Today I heard from MIT research scientist Andrei Barbu about his work at the LLM and how to prevent certain types of problems related to data leaks.
“We are particularly interested in studying language,” he said of his research, noting some of the team’s goals in this area.
Thinking about the duality of human and computer cognition, he pointed out some differences. For example, he said, humans teach each other. Another thing humans can do is keep secrets, which may be difficult for digital humans.
“The problem is with LLM programs,” he said, explaining the potential for leaks. “They can’t keep secrets.”
In explaining how to identify the problem, Barbu cited prompt injection attacks as a prime example, something similar to what we heard shortly before from Adam Chipala, who mentioned the verifiable software principle as a potential solution.
But Barbu pointed out something that I found interesting, which is kind of a dilemma for systems that aren’t very good at containing data.
“A model is only as sensitive as the most sensitive data stored within it,” he explained. “Humans can inspect the model. … (But) the model is only as vulnerable to attack as the least sensitive data stored within it.”
In some cases, he suggested, people could contaminate models quite easily.
Solution: Barbu explained their customized model with some tweaks and how it works.
Specifically, he was talking about something called Low Rank Adaptation, or LORA, a fine-tuning method developed at Microsoft in 2021.
Upon investigation, experts point out two things that LORA does uniquely: it tracks weight changes rather than updating them directly, and it separates parameters by splitting a large matrix of weight changes into smaller matrices.
In discussing some of the techniques involved, Barbu spoke about extracting what you need from a library of components and explained that there are many ways to approach this. He used a Venn diagram to illustrate the differences between, for example, adaptive and selective techniques.
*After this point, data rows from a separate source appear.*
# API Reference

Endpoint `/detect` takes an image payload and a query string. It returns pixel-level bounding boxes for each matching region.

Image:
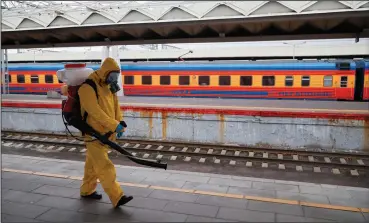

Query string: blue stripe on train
[9,62,356,71]
[188,90,268,96]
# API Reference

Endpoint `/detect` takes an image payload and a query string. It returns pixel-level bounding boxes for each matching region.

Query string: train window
[240,76,252,86]
[219,76,231,85]
[301,76,310,87]
[17,74,26,83]
[142,76,152,85]
[45,74,54,84]
[179,76,190,85]
[160,76,170,85]
[124,75,134,84]
[31,75,38,84]
[199,76,210,86]
[284,76,293,87]
[341,76,347,87]
[262,76,275,86]
[323,76,333,87]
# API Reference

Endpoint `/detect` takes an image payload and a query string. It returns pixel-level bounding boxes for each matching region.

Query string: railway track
[2,131,369,176]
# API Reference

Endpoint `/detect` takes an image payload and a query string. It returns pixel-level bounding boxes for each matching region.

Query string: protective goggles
[105,71,120,84]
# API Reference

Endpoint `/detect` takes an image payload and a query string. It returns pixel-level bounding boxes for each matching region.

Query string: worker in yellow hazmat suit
[78,58,133,207]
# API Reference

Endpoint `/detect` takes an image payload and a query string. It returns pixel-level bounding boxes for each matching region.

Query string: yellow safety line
[2,99,369,114]
[2,168,369,213]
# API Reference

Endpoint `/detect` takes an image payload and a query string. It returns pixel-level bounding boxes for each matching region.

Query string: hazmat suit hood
[95,57,120,85]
He suggested that strategies such as translating English into SQL could be considered to solve the problem and expedite the solution. But at the end of the day, the challenge remains.
“Security is a binary thing,” he noted. “You either succeed or you fail.”
Now, this part of the presentation caught my attention. Barbu talked about some AI tools that could significantly reduce the effort of information security. He described a situation where the tools would sit on the network, look for sensitive information, and actually provide input.
This, he suggested, could solve some of the pervasive HIPAA issues surrounding the leaking of protected health data.
“Right now, we don’t have a good solution for this,” he said. But with the right tools, maybe it can be done!
Another good idea I heard from his talk was to label “informed puzzles” and “uninformed puzzles” to see where the problems lie.
This would also improve LLM’s ability to maintain confidentiality, he said.
“We can build a secure LLM,” he added. “We can build a model that is completely resistant to any kind of attack by just not connecting any parameters that the user should have access to. So there is literally nothing the user can do…”
There was a lot more to the demo, including a very detailed, but very brief, example from Barbu of a scenario where data about alien landings is stored in a database. This was also worth noting, and you’ll need to tune into the video to see it all in detail. However, we’ll continue covering the highlights from the conference in near real time.